Prove Complex Conjugate: z=cisθ

[_wolfgang_]

Homework Statement

i am supposed to prove that for the complex number z=cis$$\theta$$
the conjugate is $$\frac{1}{\overline{z}}$$

Homework Equations

if
z=a+bi
$$\overline{z}$$=a-bi

The Attempt at a Solution

all that i can think of is that $$\frac{1}{cos\theta i sin \theta}$$
=(cos $$\theta$$ i sin $$\theta$$)^-1

i have also just tried it with a random complex number such as w=2+3i
still how does $$\overline{w}$$=1/2+3i ?

Im very lost...

 

[HallsofIvy]

$$\frac{1}{\overline z}$$
is NOT equal to
$$\frac{1}{cos(\theta)isin(\theta)}$$

Also your problem, as stated, is wrong- the complex conjugate of $z= cis(\theta)$ is not 1 over the complex conjugate of z.
$$\frac{1}{\overline{z}= z$$
or
$$\frac{1}{z}= \overline{z}$$.

The complex conjugate of $cis(\theta)= cos(\theta)+ i sin(\theta)$ is $cos(\theta)- i sin(\theta)$.

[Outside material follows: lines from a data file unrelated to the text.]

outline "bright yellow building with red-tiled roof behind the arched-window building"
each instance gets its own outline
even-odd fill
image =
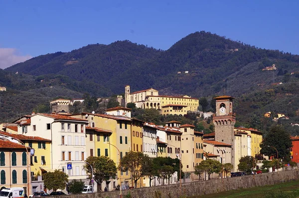
[[[51,171],[51,140],[37,136],[26,136],[21,134],[11,134],[0,131],[0,136],[9,137],[11,139],[20,140],[30,151],[29,162],[31,166],[31,177],[34,177],[39,172],[42,175],[45,172]]]

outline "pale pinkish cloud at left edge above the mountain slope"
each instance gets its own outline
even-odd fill
[[[30,55],[20,55],[15,48],[0,48],[0,68],[4,69],[14,64],[24,62],[32,58]]]

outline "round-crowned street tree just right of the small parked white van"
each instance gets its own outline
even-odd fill
[[[103,181],[108,181],[110,178],[115,179],[117,174],[117,167],[115,162],[106,156],[94,157],[90,156],[86,159],[86,162],[91,164],[93,168],[93,174],[95,181],[98,185],[98,189],[102,190],[101,184]],[[88,173],[91,173],[91,167],[87,164],[85,166]]]

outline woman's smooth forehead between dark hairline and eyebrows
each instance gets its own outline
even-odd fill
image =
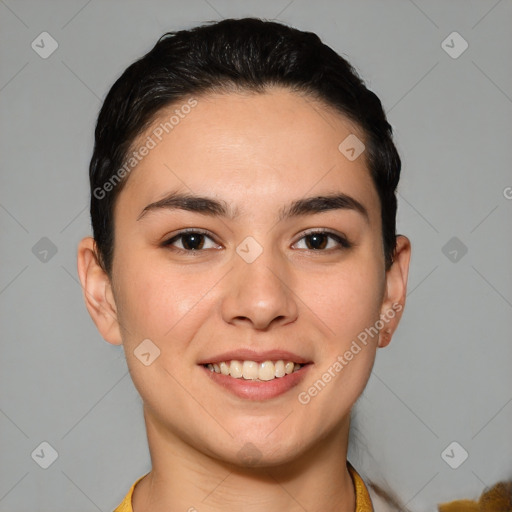
[[[363,133],[321,102],[282,88],[194,101],[193,107],[184,99],[163,109],[138,138],[135,151],[152,147],[130,172],[118,202],[127,196],[142,205],[177,187],[243,197],[231,205],[237,213],[309,192],[366,196],[368,209],[378,202],[364,152],[351,161],[339,149],[347,137],[364,141]]]

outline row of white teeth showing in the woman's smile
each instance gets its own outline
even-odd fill
[[[294,363],[293,361],[264,361],[257,363],[256,361],[222,361],[206,365],[207,368],[215,373],[229,375],[235,379],[246,380],[272,380],[281,378],[290,373],[296,372],[303,365]]]

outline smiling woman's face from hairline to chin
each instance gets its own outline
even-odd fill
[[[338,149],[364,140],[354,124],[285,89],[196,100],[168,134],[160,123],[180,105],[140,139],[156,145],[116,202],[115,321],[97,325],[122,342],[146,421],[165,436],[237,464],[252,443],[278,464],[346,428],[396,326],[403,272],[385,271],[364,153]],[[224,375],[232,360],[260,379]],[[283,373],[259,370],[268,360],[303,364],[265,380]]]

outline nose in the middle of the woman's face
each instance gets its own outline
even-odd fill
[[[223,319],[257,330],[266,330],[271,324],[291,323],[298,314],[292,290],[293,276],[286,262],[271,250],[263,250],[252,263],[235,254],[222,302]]]

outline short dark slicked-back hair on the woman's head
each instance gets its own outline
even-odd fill
[[[396,246],[395,190],[401,162],[380,100],[316,34],[244,18],[164,34],[107,94],[96,125],[89,178],[94,239],[109,275],[114,205],[126,182],[126,168],[120,170],[137,137],[164,107],[177,101],[208,92],[265,92],[274,85],[310,95],[362,128],[366,162],[381,202],[389,268]]]

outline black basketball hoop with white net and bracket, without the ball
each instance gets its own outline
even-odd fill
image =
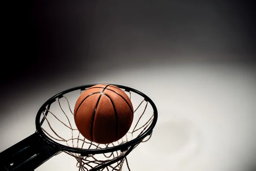
[[[154,102],[145,94],[130,87],[111,84],[123,90],[131,99],[134,106],[134,119],[130,130],[121,139],[109,144],[97,144],[85,139],[73,119],[73,109],[76,99],[84,90],[96,84],[84,85],[65,90],[50,98],[38,110],[35,125],[36,132],[11,147],[1,152],[0,156],[9,153],[15,154],[15,150],[26,145],[29,139],[38,139],[38,144],[32,150],[41,148],[41,151],[47,151],[42,154],[38,164],[33,166],[23,165],[20,169],[33,170],[41,163],[54,155],[64,152],[76,159],[74,165],[79,171],[122,171],[126,164],[129,171],[127,155],[131,153],[140,143],[147,142],[152,136],[152,130],[157,122],[157,108]],[[38,136],[39,135],[39,136]],[[36,142],[35,140],[33,140]],[[42,143],[43,142],[43,143]],[[35,152],[39,154],[39,152]],[[45,152],[46,153],[46,152]],[[9,154],[10,156],[10,154]],[[1,165],[14,168],[15,161],[6,160]],[[6,168],[8,170],[8,168]],[[8,170],[9,171],[9,170]]]

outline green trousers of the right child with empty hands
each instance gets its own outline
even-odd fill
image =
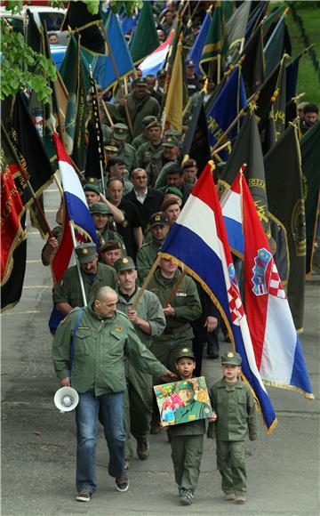
[[[244,440],[217,440],[217,467],[222,477],[221,488],[226,495],[246,492]]]

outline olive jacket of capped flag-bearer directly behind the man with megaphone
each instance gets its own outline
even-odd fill
[[[90,281],[88,274],[83,270],[81,270],[81,276],[84,280],[84,292],[87,302],[97,294],[101,286],[111,286],[114,289],[117,287],[116,271],[105,263],[98,263],[97,274],[93,282]],[[60,278],[59,283],[53,288],[52,298],[54,304],[57,302],[68,302],[72,308],[84,306],[76,265],[66,270]]]

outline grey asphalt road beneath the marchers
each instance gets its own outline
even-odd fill
[[[45,192],[48,220],[54,225],[58,192]],[[173,480],[165,433],[150,436],[151,455],[132,460],[127,493],[108,477],[108,452],[102,432],[98,445],[99,488],[90,504],[75,500],[76,432],[74,414],[53,405],[58,382],[52,370],[52,278],[40,262],[44,242],[28,233],[28,266],[20,303],[1,316],[2,325],[2,514],[51,516],[90,514],[169,516],[244,514],[302,516],[319,514],[319,286],[308,283],[305,332],[301,342],[316,394],[308,401],[297,392],[268,389],[278,418],[267,435],[248,443],[248,502],[225,502],[215,466],[215,442],[205,439],[195,502],[181,507]],[[221,342],[221,351],[228,344]],[[207,383],[220,378],[219,360],[204,359]]]

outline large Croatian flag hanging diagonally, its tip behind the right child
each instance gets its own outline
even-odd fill
[[[259,402],[268,432],[271,431],[276,426],[276,414],[255,362],[210,165],[206,165],[196,182],[161,254],[183,263],[218,306],[232,343],[241,354],[244,377]]]

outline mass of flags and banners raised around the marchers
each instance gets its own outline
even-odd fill
[[[298,333],[315,242],[320,122],[300,138],[294,96],[302,53],[289,57],[286,10],[269,12],[268,2],[248,1],[230,11],[233,4],[212,2],[188,52],[215,88],[205,104],[199,98],[188,121],[183,154],[196,158],[200,176],[161,252],[183,264],[219,307],[271,431],[276,414],[265,384],[312,398]],[[73,263],[76,242],[96,241],[78,177],[88,158],[90,69],[103,92],[135,65],[143,76],[165,69],[163,117],[179,131],[188,102],[179,16],[162,44],[149,2],[133,18],[124,10],[92,15],[83,2],[71,2],[64,25],[71,32],[57,80],[49,84],[51,104],[44,107],[28,89],[2,102],[2,310],[22,292],[27,210],[48,235],[35,199],[57,170],[65,219],[52,258],[54,281]],[[45,40],[45,27],[29,23],[28,41],[50,59]],[[242,293],[231,252],[243,264]]]

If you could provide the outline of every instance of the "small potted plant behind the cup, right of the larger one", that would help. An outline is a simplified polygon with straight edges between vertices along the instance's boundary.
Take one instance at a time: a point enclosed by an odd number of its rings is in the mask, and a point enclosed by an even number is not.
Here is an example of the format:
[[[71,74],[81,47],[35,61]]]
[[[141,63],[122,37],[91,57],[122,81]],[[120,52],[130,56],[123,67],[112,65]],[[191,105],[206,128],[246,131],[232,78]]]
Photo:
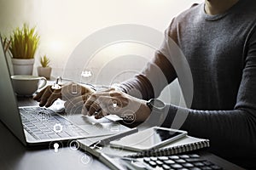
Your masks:
[[[38,76],[49,79],[51,73],[51,67],[49,67],[49,58],[44,55],[40,58],[40,63],[41,66],[38,66]]]

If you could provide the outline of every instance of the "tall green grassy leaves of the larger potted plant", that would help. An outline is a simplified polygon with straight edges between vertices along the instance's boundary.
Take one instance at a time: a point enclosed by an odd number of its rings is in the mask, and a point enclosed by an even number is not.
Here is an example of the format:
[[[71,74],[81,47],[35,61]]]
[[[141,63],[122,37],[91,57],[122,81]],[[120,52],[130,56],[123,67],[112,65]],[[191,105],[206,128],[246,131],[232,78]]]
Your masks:
[[[36,27],[29,28],[24,24],[22,28],[16,28],[9,37],[9,51],[15,59],[33,59],[39,39]]]

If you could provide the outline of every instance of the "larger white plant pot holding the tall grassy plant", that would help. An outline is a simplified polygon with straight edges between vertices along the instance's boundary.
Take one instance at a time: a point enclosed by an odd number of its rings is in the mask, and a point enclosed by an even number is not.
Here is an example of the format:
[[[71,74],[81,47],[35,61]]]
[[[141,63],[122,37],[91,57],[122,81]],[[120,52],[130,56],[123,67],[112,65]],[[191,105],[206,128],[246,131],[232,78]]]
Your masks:
[[[32,75],[35,59],[12,59],[14,75]]]

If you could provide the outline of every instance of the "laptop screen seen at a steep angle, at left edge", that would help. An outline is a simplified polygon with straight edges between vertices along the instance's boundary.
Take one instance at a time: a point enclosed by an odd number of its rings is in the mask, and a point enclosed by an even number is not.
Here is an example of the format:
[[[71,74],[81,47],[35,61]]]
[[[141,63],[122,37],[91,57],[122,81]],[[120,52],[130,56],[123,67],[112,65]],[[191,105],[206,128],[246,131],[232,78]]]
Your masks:
[[[0,39],[0,74],[0,120],[23,144],[26,144],[15,92],[10,79],[9,66],[3,52],[2,39]]]

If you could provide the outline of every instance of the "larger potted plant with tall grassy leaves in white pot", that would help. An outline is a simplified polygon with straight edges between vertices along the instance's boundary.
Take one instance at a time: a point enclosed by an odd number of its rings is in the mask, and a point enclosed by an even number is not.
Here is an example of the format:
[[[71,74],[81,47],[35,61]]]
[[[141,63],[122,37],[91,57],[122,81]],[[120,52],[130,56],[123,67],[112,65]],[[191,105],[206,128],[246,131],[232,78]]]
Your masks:
[[[38,48],[39,36],[35,27],[26,24],[17,27],[9,37],[9,51],[15,75],[32,75],[34,56]]]

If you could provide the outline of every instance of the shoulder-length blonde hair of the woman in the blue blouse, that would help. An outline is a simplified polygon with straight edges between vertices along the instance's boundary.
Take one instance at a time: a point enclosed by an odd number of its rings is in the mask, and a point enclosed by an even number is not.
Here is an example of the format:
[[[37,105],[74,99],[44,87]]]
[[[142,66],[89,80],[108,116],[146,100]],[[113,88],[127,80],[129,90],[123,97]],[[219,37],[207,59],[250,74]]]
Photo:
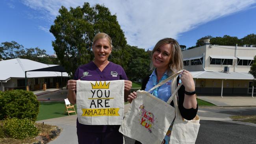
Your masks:
[[[155,66],[152,63],[153,59],[153,54],[154,52],[160,48],[161,46],[165,44],[171,44],[171,60],[169,61],[168,69],[167,69],[167,74],[170,76],[174,74],[174,72],[178,72],[179,70],[182,70],[183,68],[183,59],[182,59],[182,52],[180,50],[180,45],[179,43],[172,38],[165,38],[161,39],[156,43],[156,46],[151,52],[151,64],[150,64],[150,70],[154,70]]]

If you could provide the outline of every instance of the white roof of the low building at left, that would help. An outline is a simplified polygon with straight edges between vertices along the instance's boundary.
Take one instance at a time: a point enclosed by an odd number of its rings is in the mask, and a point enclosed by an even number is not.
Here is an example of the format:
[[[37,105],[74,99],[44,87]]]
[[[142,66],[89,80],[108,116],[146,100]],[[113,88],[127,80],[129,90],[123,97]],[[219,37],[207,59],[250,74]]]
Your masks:
[[[7,81],[10,78],[25,78],[25,71],[46,68],[56,65],[47,65],[29,59],[8,59],[0,61],[0,81]],[[57,77],[61,72],[27,72],[27,78],[40,77]],[[68,77],[66,72],[62,73],[63,77]]]

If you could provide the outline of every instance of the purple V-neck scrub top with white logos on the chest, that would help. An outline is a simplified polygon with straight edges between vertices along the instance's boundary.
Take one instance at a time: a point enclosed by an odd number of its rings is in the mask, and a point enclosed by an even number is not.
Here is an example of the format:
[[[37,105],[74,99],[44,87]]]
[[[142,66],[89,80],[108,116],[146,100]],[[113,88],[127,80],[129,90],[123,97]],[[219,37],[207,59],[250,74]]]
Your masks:
[[[122,66],[109,62],[101,72],[100,69],[92,61],[77,68],[74,74],[74,80],[77,79],[83,81],[112,81],[120,79],[128,80]],[[109,131],[118,131],[120,125],[84,125],[80,124],[78,120],[76,120],[76,127],[78,133],[104,133]]]

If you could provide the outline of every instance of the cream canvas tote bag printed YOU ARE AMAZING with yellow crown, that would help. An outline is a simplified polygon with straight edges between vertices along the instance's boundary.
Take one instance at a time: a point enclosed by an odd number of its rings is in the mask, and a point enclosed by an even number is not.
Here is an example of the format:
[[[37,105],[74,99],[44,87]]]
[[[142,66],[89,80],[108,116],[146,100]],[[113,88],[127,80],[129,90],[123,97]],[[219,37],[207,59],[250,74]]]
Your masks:
[[[121,125],[124,115],[124,80],[76,81],[80,124]]]

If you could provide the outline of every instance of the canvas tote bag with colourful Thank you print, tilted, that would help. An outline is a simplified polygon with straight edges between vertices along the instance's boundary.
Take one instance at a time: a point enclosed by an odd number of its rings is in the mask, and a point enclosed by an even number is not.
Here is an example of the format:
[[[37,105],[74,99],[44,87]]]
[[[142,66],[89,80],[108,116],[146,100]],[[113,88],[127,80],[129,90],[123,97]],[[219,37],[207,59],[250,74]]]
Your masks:
[[[172,83],[176,85],[174,81],[180,72],[182,70],[161,81],[148,92],[171,79]],[[175,117],[175,109],[170,103],[176,97],[180,86],[172,91],[167,102],[144,90],[137,90],[137,97],[132,101],[128,112],[125,114],[119,132],[138,140],[142,144],[161,144]]]

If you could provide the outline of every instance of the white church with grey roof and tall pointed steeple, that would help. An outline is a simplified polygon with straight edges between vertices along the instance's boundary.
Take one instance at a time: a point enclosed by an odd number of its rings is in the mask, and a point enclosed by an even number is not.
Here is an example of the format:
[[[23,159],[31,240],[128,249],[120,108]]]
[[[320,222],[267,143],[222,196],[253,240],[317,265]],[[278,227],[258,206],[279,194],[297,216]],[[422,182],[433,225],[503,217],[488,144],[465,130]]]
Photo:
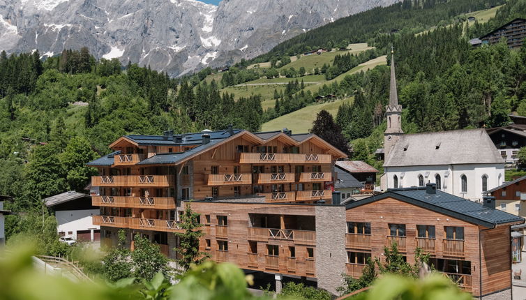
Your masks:
[[[484,192],[504,181],[504,159],[486,130],[404,134],[401,116],[392,54],[382,190],[430,182],[446,193],[479,202]]]

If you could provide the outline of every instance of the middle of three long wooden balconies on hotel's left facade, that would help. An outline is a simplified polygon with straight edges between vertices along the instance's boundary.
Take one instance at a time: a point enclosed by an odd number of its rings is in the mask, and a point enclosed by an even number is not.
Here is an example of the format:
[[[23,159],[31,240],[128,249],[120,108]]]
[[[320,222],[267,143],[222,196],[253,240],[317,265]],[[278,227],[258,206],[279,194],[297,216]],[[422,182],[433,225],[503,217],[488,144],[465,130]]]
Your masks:
[[[93,196],[91,204],[96,207],[127,207],[142,209],[175,209],[176,202],[172,197],[122,197]]]

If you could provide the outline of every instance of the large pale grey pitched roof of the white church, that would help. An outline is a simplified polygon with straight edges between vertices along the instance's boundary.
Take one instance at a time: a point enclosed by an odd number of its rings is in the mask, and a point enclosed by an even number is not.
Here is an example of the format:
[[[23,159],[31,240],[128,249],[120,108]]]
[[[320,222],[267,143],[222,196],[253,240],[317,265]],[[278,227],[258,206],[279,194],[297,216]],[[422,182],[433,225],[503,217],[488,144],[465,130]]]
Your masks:
[[[384,167],[472,163],[504,164],[484,129],[401,135],[389,151]]]

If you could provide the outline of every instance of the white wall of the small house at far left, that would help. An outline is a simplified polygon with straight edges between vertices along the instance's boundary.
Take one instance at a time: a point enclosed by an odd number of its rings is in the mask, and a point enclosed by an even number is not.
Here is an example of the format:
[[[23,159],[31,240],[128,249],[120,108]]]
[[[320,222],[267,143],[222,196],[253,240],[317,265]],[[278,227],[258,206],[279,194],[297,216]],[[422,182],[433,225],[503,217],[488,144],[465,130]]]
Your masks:
[[[91,216],[98,216],[100,211],[98,209],[85,209],[82,211],[55,211],[57,218],[58,232],[64,232],[66,236],[72,235],[77,239],[77,231],[79,230],[98,230],[100,226],[93,225]],[[73,232],[73,234],[68,234]],[[93,234],[91,237],[93,241]]]

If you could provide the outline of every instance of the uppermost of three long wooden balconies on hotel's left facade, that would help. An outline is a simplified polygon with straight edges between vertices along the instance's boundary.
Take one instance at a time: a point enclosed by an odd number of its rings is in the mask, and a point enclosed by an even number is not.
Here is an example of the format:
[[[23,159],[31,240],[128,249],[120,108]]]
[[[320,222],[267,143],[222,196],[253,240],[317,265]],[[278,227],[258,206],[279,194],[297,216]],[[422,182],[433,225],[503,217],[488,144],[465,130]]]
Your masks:
[[[120,175],[93,176],[92,186],[136,186],[136,187],[169,187],[174,186],[173,175]]]

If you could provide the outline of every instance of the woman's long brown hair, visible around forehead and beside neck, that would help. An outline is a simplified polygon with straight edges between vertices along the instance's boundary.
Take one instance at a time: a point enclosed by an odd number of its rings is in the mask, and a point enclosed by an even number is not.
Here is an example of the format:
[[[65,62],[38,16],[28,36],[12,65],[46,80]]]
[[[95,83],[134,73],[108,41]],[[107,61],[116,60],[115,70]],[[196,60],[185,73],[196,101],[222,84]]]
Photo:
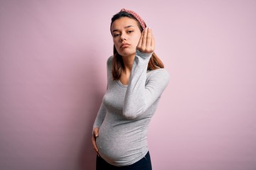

The reciprocal of that is, of course,
$$\frac{1}{cos(\theta)- i sin(\theta)}$$

Now, "rationalize the denominator"- multiply both numerator and denominator by $cos(\theta)+ i sin(\theta)$

Conversely,
$$\frac{1}{z}= \frac{1}{cos(\theta)+ i sin(\theta)}$$

Multiply both numerator and denominator by $cos(\theta)- i sin(\theta)$.

 

[_wolfgang_]

Ah that makes it a lot easyer, i totally forgot about when the denominator is imaginary that you multiply both numerator and denomiator by the conjugate.
Thanks alot!